No matter how advanced you make the AI, you still have to communicate needs to it in some way, for it to help you with a task.
I don't agree. AI models will gain domain knowledge in all kinds of fields, then combining multiple agents acting as domain experts to synthesise their knowledge, with understanding of what works (market research) and trends and what could create value (from big data) AI will be able to devise its own projects, briefs, specifications, and realise them.

To say: AI will not be able to plan and devise [insert] [app/progam/website] from scratch with minimal instruction is dubious.

You can already do what is a full end to end approach to devising and designing things with LLMs. I run a similar process to this: https://www.nature.com/articles/s42256-025-01036-4 with my undergraduate students as case studies for my PhD research.

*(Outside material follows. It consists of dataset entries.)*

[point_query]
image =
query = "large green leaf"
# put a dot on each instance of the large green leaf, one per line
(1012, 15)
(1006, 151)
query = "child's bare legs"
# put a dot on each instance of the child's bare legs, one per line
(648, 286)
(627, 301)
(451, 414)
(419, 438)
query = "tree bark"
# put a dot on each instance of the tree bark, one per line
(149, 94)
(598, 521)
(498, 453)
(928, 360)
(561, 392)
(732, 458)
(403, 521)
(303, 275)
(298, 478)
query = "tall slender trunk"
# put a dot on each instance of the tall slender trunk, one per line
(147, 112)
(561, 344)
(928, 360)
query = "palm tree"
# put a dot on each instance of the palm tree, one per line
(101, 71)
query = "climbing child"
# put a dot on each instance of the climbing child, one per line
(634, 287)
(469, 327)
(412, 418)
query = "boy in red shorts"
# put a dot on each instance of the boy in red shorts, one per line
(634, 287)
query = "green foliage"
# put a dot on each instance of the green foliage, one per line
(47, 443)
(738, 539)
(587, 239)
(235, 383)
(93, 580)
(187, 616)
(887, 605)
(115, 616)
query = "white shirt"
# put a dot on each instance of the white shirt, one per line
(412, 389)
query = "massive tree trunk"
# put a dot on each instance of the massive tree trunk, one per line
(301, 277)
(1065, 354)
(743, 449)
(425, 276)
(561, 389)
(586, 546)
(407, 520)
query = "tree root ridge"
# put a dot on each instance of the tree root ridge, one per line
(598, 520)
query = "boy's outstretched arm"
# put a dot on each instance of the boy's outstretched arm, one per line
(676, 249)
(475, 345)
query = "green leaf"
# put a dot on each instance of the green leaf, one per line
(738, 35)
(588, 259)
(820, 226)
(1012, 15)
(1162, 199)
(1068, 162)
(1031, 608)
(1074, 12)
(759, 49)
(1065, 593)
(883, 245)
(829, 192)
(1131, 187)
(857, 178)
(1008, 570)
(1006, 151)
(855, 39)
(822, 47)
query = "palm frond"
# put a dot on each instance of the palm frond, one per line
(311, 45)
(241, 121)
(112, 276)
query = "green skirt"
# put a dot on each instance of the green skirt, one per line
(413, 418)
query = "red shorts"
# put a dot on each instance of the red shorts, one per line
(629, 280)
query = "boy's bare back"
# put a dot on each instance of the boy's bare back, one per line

How is the AI able to do all that, without subject matter experts weighing in in order to confirm that the AI is doing it right.

Allow me this allegory.

You are in a foreign city, and you need a cab to a location on the other side. You have 2 options:

1.A driverless car that is automated, but not trained on specifically this city's layout or patterns, but just driving in general

2. The same as the above, but it has a cab driver native to the city and who knows the layout like the back of his hand. The car still drives quite well, but he keeps an eye on it and guides it.

Now you have, yourself, zero clue on how this city is laid out, what are good vs bad routes, etc.

You could trust option 1, but the issue is simply this: how would you even know if that car is doing a good job or not?

You could look up routes, but you never could be 100% confident the car is actually making the right choices, because you don't know what the right choices are.

Meanwhile, if you go option 2, the cab driver themself actually knows the area and you can be much more confident in their nuanced knowledge.

The same goes for this discussion: An actual "pilot" with an LLM is always going to be better.

If a client was confident enough to know if the LLM was doing the job right or not, they also wouldn't need a developer anyways.

But blindly trusting an LLM to probably be right, even a very very advanced one 20 years from now, is a great way to produce a result that is riddled with issues and get yourself in hot water.